如果我在Python管道中有一个定制的集成模型，如何进行交叉验证和网格搜索

Question

我正在构建一个定制的集成模型，并且想使用管道在 python 中进行交叉验证和网格搜索。我该怎么办？

我有一个包含网页内容的数据集。我想做的是

将单个网页的内容分成两部分。拆分的原因是因为文本来自页面的不同位置，我想单独处理它们。
我仅使用第 1 部分中的特征训练模型 1，并仅使用第 2 部分中的特征训练模型 2。
假设我从模型 1 得到的分数为 S1，从模型 2 得到的分数为 S2。我训练另一个模型，即逻辑回归模型，将这两个分数整合为最终分数 S。

通过整个过程，有没有一种方法可以使用 sklearn 中的 ML 管道进行交叉验证和网格搜索？

我很欣赏 Dev 在下面的回复，但是当我尝试做同样的事情时，我遇到了新问题。

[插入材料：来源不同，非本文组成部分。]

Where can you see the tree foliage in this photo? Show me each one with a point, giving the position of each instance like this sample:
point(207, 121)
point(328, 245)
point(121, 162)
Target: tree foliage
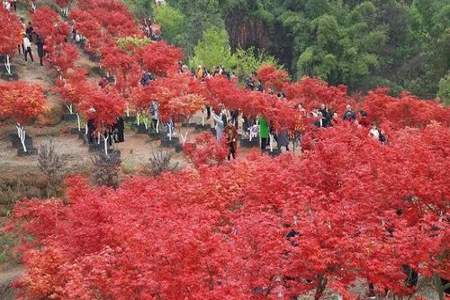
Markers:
point(21, 101)
point(350, 209)
point(10, 34)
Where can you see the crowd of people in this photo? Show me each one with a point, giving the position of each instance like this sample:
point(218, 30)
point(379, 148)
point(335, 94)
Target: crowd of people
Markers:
point(225, 122)
point(28, 36)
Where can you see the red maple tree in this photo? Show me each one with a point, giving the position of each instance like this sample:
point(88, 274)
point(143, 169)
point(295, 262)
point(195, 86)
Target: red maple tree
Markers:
point(11, 36)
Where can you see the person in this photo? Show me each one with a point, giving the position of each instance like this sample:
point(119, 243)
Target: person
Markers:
point(235, 117)
point(263, 132)
point(154, 111)
point(374, 132)
point(27, 48)
point(377, 134)
point(220, 120)
point(319, 118)
point(146, 78)
point(363, 119)
point(6, 5)
point(349, 114)
point(231, 135)
point(327, 115)
point(200, 72)
point(250, 83)
point(118, 130)
point(40, 49)
point(283, 139)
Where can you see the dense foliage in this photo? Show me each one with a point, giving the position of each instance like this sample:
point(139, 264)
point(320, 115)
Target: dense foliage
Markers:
point(350, 209)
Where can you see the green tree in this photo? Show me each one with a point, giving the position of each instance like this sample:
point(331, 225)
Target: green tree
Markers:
point(444, 89)
point(213, 50)
point(249, 60)
point(172, 21)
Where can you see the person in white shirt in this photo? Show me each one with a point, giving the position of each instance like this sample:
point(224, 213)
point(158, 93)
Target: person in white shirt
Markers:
point(374, 132)
point(27, 48)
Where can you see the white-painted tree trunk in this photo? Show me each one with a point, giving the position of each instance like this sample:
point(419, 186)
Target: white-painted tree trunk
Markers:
point(22, 135)
point(105, 140)
point(70, 108)
point(8, 65)
point(79, 122)
point(184, 137)
point(270, 142)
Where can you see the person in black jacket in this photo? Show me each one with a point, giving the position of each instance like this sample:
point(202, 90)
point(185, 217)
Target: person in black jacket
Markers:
point(40, 49)
point(327, 115)
point(118, 130)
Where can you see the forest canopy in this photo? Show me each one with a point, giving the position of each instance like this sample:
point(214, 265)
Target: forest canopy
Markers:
point(363, 44)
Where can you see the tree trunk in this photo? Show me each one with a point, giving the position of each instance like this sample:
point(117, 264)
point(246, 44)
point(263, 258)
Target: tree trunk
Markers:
point(70, 108)
point(321, 287)
point(78, 122)
point(105, 140)
point(8, 65)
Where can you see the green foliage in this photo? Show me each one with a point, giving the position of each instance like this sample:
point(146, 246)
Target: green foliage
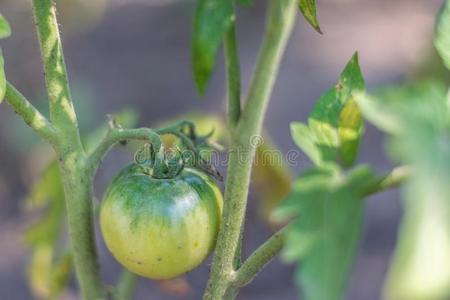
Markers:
point(418, 118)
point(394, 109)
point(442, 41)
point(324, 235)
point(309, 11)
point(212, 19)
point(335, 125)
point(5, 29)
point(50, 266)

我的代码如下：

data = pd.DataFrame(columns = ['landingVector', 'contentVector', 'label'])

def extractLandingData(X):
        return X['landingVector']

def extractContentData(X):
        return X['contentVector']



svm_landing = Pipeline([
    ("extractLanding", FunctionTransformer(extractLandingData)),
    ("svmLanding", SVC(random_state=0, class_weight='balanced', kernel='linear', probability=True)),
])
svm_content = Pipeline([
    ("extractContent", FunctionTransformer(extractContentData)),
    ("svmContent", SVC(random_state=0, class_weight='balanced', kernel='linear', probability=True)),
])

stage_pipeline = FeatureUnion([
    ("svmForLanding", svm_landing),
    ("svmForContent", svm_content),
])

full_pipeline = Pipeline([
    ("stagePipeline", stage_pipeline),
    ("lr", LogisticRegression())
])

params = [
    {
        "stagePipeline__svmForLanding__svmLanding__C": [3,5,10],
        "full_pipeline__lr__C": [1, 5, 10],
        "full_pipeline__lr__penalty": ['l1', 'l2']
    }
]

grid_search = GridSearchCV(full_pipeline, params, cv=3, verbose=3, return_train_score=True, n_jobs=-1)
X_train = df[['landingVector', 'contentVector']]
y_train = df['label']
grid_search.fit(X_train, y_train)

然后我收到一条错误消息

--------------------------------------------------------------------------- 
TypeError                                 Traceback (most recent call last) <ipython-input-15-d8c4e61918e3> in <module>
     23 stage_pipeline = FeatureUnion([
     24     ("svmForLanding", svm_landing),
---> 25     ("svmForContent", svm_content),
     26 ])
     27 

~/anaconda3/lib/python3.7/site-packages/sklearn/pipeline.py in
__init__(self, transformer_list, n_jobs, transformer_weights)
    672         self.n_jobs = n_jobs
    673         self.transformer_weights = transformer_weights
--> 674         self._validate_transformers()
    675 
    676     def get_params(self, deep=True):

~/anaconda3/lib/python3.7/site-packages/sklearn/pipeline.py in
_validate_transformers(self)
    716                 raise TypeError("All estimators should implement fit and "
    717                                 "transform. '%s' (type %s) doesn't" %
--> 718                                 (t, type(t)))
    719 
    720     def _iter(self):

TypeError: All estimators should implement fit and transform. 'Pipeline(memory=None,
     steps=[('extractLanding', FunctionTransformer(accept_sparse=False, check_inverse=True,
          func=<function extractLandingData at 0x7fdc48700950>,
          inv_kw_args=None, inverse_func=None, kw_args=None,
          pass_y='deprecated', validate=None)), ('svmLanding', SVC(C=1.0, cache_size=200...inear', max_iter=-1, probability=True, random_state=0,   shrinking=True, tol=0.001, verbose=False))])' (type <class 'sklearn.pipeline.Pipeline'>) doesn't

Answer 1

假设您将您的合奏分为两个阶段。 1. 第一阶段模型，即模型 1 和模型 2。 2. 基于第一阶段模型的输出构建的逻辑回归模型。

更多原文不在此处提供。